P/1 – Cris, você tinha começado a contar pra gente lá atrás como foi o momento que você decidiu que você ia aceitar a questão da doença e ir atrás dos seus direitos, de ter uma vida, de fazer outras coisas. Conta um pouco pra mim como foi esse momento e quais são as atividades que você passou a fazer, como você organizou sua vida.
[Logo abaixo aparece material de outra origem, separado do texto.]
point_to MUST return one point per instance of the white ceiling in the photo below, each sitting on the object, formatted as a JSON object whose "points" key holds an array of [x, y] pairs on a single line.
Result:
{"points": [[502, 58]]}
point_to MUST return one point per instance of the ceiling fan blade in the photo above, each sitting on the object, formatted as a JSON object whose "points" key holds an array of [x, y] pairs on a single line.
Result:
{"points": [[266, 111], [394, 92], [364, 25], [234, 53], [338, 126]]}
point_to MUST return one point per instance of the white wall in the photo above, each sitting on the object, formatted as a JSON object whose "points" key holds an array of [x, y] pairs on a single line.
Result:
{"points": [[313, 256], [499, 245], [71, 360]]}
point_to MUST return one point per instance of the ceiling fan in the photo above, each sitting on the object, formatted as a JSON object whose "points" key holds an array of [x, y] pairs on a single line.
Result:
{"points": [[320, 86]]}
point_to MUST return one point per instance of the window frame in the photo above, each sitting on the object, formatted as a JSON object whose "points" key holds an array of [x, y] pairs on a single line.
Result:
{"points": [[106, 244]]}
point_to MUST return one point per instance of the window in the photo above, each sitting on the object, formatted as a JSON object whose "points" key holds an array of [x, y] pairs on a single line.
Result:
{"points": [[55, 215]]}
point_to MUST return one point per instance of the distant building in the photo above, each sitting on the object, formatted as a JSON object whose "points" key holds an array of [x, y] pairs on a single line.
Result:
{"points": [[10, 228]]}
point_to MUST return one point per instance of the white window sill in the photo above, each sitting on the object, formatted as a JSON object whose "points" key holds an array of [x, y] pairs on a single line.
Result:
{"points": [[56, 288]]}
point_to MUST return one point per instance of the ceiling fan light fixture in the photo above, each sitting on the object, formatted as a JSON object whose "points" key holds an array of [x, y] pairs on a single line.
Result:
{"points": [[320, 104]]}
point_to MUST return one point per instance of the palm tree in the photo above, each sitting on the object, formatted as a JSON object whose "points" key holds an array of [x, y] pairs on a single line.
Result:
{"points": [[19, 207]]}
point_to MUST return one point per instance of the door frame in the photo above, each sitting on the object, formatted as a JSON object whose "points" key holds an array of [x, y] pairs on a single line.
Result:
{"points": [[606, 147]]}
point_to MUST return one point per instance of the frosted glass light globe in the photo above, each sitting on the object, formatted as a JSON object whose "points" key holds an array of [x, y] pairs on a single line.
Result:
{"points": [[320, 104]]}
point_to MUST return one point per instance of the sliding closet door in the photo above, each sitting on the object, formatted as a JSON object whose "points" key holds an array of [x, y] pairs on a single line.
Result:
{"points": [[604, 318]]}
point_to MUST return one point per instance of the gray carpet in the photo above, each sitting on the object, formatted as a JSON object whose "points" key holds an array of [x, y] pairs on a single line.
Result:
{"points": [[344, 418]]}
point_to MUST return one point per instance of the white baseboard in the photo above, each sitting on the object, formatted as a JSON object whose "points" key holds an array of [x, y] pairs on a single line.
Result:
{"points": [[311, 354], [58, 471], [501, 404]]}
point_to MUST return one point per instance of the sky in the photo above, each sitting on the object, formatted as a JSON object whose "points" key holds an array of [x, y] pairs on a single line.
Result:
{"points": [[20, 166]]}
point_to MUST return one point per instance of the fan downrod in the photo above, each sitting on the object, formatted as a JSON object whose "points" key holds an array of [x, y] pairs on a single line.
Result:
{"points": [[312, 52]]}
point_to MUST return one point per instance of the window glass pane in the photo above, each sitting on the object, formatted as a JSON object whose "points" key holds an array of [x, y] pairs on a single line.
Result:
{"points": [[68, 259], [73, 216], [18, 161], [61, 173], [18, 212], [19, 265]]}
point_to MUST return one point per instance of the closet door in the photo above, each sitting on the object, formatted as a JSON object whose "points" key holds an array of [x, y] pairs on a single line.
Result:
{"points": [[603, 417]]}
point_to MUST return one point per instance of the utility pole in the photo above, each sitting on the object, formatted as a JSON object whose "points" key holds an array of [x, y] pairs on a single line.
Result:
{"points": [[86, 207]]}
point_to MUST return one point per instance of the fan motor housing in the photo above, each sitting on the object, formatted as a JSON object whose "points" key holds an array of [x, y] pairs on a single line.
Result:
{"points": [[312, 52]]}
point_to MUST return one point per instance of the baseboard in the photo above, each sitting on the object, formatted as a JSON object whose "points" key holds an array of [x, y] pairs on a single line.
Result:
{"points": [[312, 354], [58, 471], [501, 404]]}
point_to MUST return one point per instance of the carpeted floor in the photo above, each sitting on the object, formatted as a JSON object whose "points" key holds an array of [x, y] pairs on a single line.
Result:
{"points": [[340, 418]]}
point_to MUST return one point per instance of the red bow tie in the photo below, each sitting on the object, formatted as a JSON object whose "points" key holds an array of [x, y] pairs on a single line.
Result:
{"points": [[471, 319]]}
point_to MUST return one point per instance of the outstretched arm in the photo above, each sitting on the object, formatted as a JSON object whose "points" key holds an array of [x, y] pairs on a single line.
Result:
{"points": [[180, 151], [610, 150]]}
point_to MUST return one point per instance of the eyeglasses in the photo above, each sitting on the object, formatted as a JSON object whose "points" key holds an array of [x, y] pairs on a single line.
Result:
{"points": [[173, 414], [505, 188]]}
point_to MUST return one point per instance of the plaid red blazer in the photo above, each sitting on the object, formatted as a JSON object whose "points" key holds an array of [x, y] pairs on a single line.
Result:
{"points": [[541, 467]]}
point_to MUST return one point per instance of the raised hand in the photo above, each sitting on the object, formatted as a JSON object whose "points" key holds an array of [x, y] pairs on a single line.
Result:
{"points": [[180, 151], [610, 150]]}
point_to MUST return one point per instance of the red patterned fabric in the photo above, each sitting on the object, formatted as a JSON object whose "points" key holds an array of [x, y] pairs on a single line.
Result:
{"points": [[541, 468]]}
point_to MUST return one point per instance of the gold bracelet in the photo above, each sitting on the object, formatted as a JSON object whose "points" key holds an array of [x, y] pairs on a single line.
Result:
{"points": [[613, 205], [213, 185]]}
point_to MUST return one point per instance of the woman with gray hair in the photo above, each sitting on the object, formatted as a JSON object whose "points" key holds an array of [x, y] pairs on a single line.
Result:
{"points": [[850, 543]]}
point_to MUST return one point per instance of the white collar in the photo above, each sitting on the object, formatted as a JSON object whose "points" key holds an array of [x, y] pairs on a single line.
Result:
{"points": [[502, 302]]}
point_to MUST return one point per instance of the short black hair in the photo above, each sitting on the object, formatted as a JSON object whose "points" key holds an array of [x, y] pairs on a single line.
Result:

R – Eu morava com a minha mãe lá no Fontalis, que a minha mãe mora no Fontalis hoje em dia. E eu fui morar com a minha irmã na parte de cima, mais ou menos como se fosse uns três andares. Pra você ir pra rua era muito difícil. Então minha tia me convidou pra ir pra casa dela, ela mora na zona Leste. Arrumamos um carro, eu fui pra casa dela e fiquei uns dias lá, fiquei acho que um mês na casa da minha tia. E com a minha tia a gente ia pra rua, minha tia tem aqueles carrinhos de vender churros, aqueles negócios e eu ia pra rua vender com eles. A gente ia pra igreja, ia pra um lugar, ia pra outro. Eu falo assim, se você não pode resolver aquilo você tem que tentar. Até tem uma menina que eu me lembro que eu encontrei onde a minha tia mora, quando eu andava ela já era cadeirante, eu empurrava a cadeira dela pra ela passear por lá. E hoje em dia ela tem uma cadeira motorizada e vai pra todo lugar sozinha. Quando você tem uma cadeira motorizada você tem mais possibilidade de ir pros lugares sozinha, você não fica dependendo tanto dos outros, porque quando você mora em um lugar que tem ladeira, calçada esburacada, uma cadeira normal você cai fácil fácil. E com a cadeira motorizada não porque já tem um peso atrás, aquela bateria que carrega já impede a pessoa de cair com tanta facilidade. Aí eu fui lá pra casa da minha tia, resolvi ir pra igreja com ela, que ela vai na igreja. E aí eu me converti na igreja dela. Depois disso que eu parei com essa ideia que se eu tomasse o comprimido eu morria, se eu me jogasse ia resolver. Eu comecei ir na igreja lá no Fontalis.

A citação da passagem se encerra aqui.